Hill country children, boys and girls of various ages, have reached out, signed up and said, “I’d like to have a mentor.”
The thing that amazes me about that, besides how totally doable that number is in this kind of community, but also that these kids have the discernment and wisdom to recognize their own needs.
Something is missing.
It may be a single-parent situation where there is more to do than hours in a day. It may be a child being raised by grandparents only, but there is a growing gap that needs to be filled.
I began mentoring because my dogs got tired of hearing me whine about missing my own girls. I could tell by the way they walked to another room when I called their name. Or maybe Mr. Riley just didn’t want to wear his ivy league patterned sweater. I’m not sure.
The newly emptied nest and barren refrigerator left me looking for a place to give back and someone to spend time with. I needed a park or bookstore buddy and a person who enjoyed baking dog treats and cupcakes the way I do.
Through Elizabeth Nolen of Boerne ISD, I was connected to Kylie. We wanted to spend time together outside of school, so she recommended the incredible Stand by Me program that connects adults with children who have asked for a mentor through the Hill Country Daily Bread outreach efforts.

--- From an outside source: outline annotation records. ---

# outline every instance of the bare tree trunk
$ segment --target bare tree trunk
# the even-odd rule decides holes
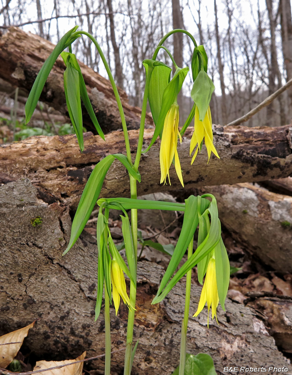
[[[286,70],[286,80],[292,78],[292,15],[290,0],[280,0],[282,49]],[[292,106],[292,88],[288,90],[290,106]],[[289,116],[291,116],[290,110]]]
[[[270,76],[271,80],[271,86],[269,86],[269,94],[272,94],[276,90],[280,88],[282,86],[282,76],[277,58],[277,50],[276,48],[276,18],[274,16],[272,0],[266,0],[266,8],[268,14],[270,32]],[[277,80],[277,85],[276,84],[276,78]],[[281,125],[286,123],[284,106],[283,102],[283,96],[280,96],[278,98],[280,104],[280,120]]]
[[[116,80],[118,86],[124,89],[124,76],[122,68],[120,64],[120,49],[116,44],[116,34],[114,32],[114,12],[112,10],[112,0],[107,0],[108,8],[108,18],[110,19],[110,40],[114,49],[114,78]]]
[[[225,84],[224,84],[224,76],[223,73],[223,64],[221,57],[221,50],[220,48],[220,36],[219,36],[219,28],[218,26],[218,17],[217,16],[217,4],[216,0],[214,0],[214,10],[215,12],[215,30],[216,32],[216,42],[217,44],[217,58],[218,58],[218,66],[219,68],[219,76],[220,78],[220,86],[221,88],[221,112],[222,116],[222,125],[227,124],[227,112],[226,110],[226,94],[225,94]]]
[[[42,7],[40,6],[40,0],[36,0],[36,11],[38,12],[38,19],[42,20]],[[42,22],[38,22],[38,32],[40,32],[40,36],[42,36],[42,38],[44,38],[44,28]]]
[[[172,0],[172,27],[176,28],[184,28],[184,20],[180,8],[180,0]],[[183,36],[181,32],[174,34],[174,58],[179,68],[182,68],[184,59],[182,50],[184,48]],[[180,91],[178,96],[178,104],[183,105],[182,92]]]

This fun, easy-going, volunteer activity doesn’t take as much as it gives back in many unexpected ways. On Thursdays, I spend an hour eating lunch at the school because I still crave Sloppy Joes served on plastic separated compartment trays, and I can’t get enough canned chocolate pudding with whip cream.
Also, it’s a mid-week break for us to catch up on what’s new, what’s hot and what’s not. Last week we practiced the lost art of writing thank you notes with sticky chicken barbecue fingers.
Kylie is an excellent student and has been helping out by critiquing and reading my children’s writing projects. She is unafraid to offer suggestions and I like that about her. We also both have unreasonable escalator issues and successfully rode the ones at Barnes and Noble after selecting a perfect 5th-grade girl book.
Then we went to Olive Garden because she rocked her report card, and, well, because, pasta. And endless salad. That was a big day.
Simple is just as sweet.
We get together and bake, make a craft or color and talk. Last week she showed me her show goat that raked in some pretty big dollars at the Kendall County Stock Show. I’m all about show goats and pigtails.
Last night, at the Stand By Me volunteer appreciation dinner, I almost cried.
For starters, I thought the gravy was a creamy balsamic and drenched my salad in it. Secondly, they shared an audible recording of the kids and families talking about how much the mentoring program has meant to them.
As Ben E. King sings, sometimes the moon is the only light we see.
It just takes a few minutes a week to make a huge difference to a local kid and our community. What skills do you have? What passions can you teach? How can we show up and share our faith with people who are signing up and asking for someone to step in? People need to know we care.
One of the case managers shared a story about someone who had been on the list for a long, long time. She overheard her ask another woman, “Don’t they like us?”
I could hardly stay seated. I wanted to jump up and say, “Who? Who is this? Let me knock on her door right now and tell her we don’t like her. We love her!”
She is valued. She is important. She is special and I will stand by her. Right here, right now. I can do more.
So many times we get caught up looking in, instead of out. We are grown adults, but do we ever feel bored? Yesterday I read a children’s book called, I’m Bored.
Bored. Boring. Bored. The child talks to a potato. It’s hilarious.
Outside our comfort zones, and couches and late night t.v., life is happening and someone needs a friend they can lean on.
Somewhere in Boerne, there is a child who doesn’t want to be on the waiting list. They want to learn how to fish.